ひんやりスイーツも食べたし、焼き菓子にはちょっぴり早い、そんな今の季節に。寒天を使った、美しい和菓子はいかがでしょうか。とてもシンプルな材料で簡単に、でもゆっくりとあせらず丁寧に。キラキラ光の透けるかけら「琥珀糖」を、ひとつずつ大切に味わうのは至福のひととき。温度と湿度の高い季節でも、たくさん時間をかけなくても、おうちでできる手軽なレシピをご紹介します。

目次

1.寒天は何からできている?
2.寒天を使ったお菓子の種類
3.寒天ならではの繊細な食感「琥珀糖」
4.キラキラと美しい、琥珀糖レシピ

和菓子や和食でよく聞く「寒天」ってなあに?

 寒天とは、テングサやオゴノリなど紅藻類の海草を原料に作られた、日本独自の食品です。

 和菓子を食べなかったり、お料理に使った覚えがなくても、「ところてん」と聞くと、あ! と思う方もいるかもしれませんね。

 簡単にいえば、「ところてん」を戸外で凍結乾燥させたものが寒天です。

 ほとんどカロリーがなく、腸で油や糖分の吸収を妨げる寒天は、ところてんに比べて味やにおいもほとんどありません。

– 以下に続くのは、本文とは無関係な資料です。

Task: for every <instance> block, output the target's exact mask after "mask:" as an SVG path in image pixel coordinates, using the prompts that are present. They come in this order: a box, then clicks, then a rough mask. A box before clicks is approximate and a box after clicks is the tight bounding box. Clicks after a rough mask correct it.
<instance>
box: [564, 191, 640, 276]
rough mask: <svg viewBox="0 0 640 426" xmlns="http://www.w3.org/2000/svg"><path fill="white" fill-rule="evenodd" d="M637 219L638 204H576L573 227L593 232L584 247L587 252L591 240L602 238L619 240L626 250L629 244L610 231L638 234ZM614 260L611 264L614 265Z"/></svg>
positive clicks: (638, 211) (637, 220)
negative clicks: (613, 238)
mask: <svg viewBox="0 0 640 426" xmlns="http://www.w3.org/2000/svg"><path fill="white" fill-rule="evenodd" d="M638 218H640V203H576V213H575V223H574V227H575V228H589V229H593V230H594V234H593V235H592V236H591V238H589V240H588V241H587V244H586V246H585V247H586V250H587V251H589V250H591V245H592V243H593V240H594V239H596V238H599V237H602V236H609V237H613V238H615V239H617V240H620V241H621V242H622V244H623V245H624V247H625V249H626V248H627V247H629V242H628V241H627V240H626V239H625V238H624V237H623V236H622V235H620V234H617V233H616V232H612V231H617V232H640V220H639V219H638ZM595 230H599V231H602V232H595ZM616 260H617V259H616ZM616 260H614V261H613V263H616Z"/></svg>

 「角寒天(棒寒天)」「糸寒天」は、氷点下の戸外で凍らせながら乾燥させて作ります。そのため、12月から2月に寒さの続く内陸部で作られています。工業的に製造される「粉末寒天」は、年間通して大量に作ることができます。

寒天を使った料理、お菓子

 寒天は水に溶けないので、吸水させてやわらかく戻し、サラダの材料に使うことができます。

 また、熱を加えると溶けるので、寒天ゼリーや寒天プリン、杏仁豆腐、アイスクリーム、羊羹などのお菓子に活用されています。

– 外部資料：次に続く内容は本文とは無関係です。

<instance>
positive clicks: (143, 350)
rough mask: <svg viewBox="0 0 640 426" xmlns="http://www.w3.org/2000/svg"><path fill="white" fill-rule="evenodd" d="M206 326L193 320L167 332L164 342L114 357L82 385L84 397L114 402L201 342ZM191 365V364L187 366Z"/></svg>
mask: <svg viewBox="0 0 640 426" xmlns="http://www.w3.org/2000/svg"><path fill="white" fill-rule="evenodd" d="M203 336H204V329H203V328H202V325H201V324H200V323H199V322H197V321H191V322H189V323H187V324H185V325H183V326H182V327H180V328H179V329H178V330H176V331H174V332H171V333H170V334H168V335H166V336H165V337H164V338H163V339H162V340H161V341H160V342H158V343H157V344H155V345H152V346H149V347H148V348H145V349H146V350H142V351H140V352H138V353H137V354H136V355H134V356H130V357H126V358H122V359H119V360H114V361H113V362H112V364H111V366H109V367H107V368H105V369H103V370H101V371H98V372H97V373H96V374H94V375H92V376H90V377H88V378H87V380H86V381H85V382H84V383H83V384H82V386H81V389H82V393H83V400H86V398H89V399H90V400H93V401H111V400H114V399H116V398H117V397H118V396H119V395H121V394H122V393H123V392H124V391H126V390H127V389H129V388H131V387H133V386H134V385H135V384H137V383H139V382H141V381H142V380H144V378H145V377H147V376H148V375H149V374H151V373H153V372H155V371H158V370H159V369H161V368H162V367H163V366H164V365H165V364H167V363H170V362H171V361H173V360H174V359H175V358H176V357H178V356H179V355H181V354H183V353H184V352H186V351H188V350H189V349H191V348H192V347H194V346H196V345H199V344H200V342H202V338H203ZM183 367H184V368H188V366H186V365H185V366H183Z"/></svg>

 ゼラチンでは固まらない生のパイナップルなどをゼリーにするときにも、寒天ならば固めることができるので重宝されます。ただしゼラチンとは違い、冷蔵庫で冷やす前の常温で固まりはじめるので、ご注意くださいね。この性質を利用すれば、層の美しいゼリーを作るときに便利です。

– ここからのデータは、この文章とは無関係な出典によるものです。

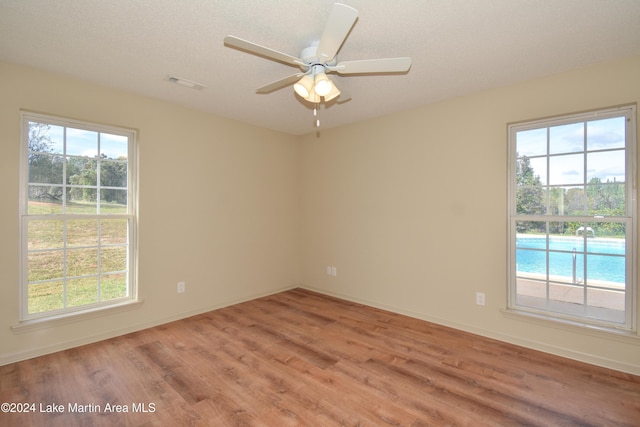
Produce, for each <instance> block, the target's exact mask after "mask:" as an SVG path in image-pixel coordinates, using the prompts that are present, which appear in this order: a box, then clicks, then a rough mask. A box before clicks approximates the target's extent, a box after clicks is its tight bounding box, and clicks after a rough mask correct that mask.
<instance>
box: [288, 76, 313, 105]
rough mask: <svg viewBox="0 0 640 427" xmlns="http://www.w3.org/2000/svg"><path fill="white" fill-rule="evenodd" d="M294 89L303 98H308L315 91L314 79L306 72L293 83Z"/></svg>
mask: <svg viewBox="0 0 640 427" xmlns="http://www.w3.org/2000/svg"><path fill="white" fill-rule="evenodd" d="M293 90H295V91H296V93H297V94H298V95H300V96H301V97H303V98H305V99H306V98H307V97H308V96H309V95H310V94H311V93H312V92H313V79H312V78H311V76H310V75H308V74H305V75H304V76H302V78H301V79H300V80H298V81H297V82H296V83H295V84H294V85H293Z"/></svg>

 また、お弁当のデザートとして寒天ゼリーが入れられることもありますね。ゼラチンのゼリーとは違い、ゲル化して固まった寒天は摂氏85度以上にならないと溶けないため、常温に堪えることができるのです。

琥珀糖とは

 煮溶かした寒天に砂糖や水飴を加え、固めた和菓子を「琥珀羹(こはくかん)」といいます。

 錦玉羹、金玉羹、琥珀菓子とも呼ばれ、名の違いは時代や着色の有無、材料によって生じているようです。

 さらに表面を乾燥させたものを「干琥珀(かんこはく)」といいますが、どちらも単に「琥珀」と呼ばれます。

 乾燥させると、砂糖が表面で結晶化することでシャリシャリと舌触りよく仕上がり、中はやわらかく、キラキラと光に透ける美しい見た目になります。まさに寒天ならではの繊細な食感を楽しむことができる半生菓子です。

 おやつやお茶請けとして、手土産として、また最近ではSNS映えする食べ物として、乾燥させて表面を結晶化させた干琥珀が「琥珀糖」の名で広く知られるようになりました。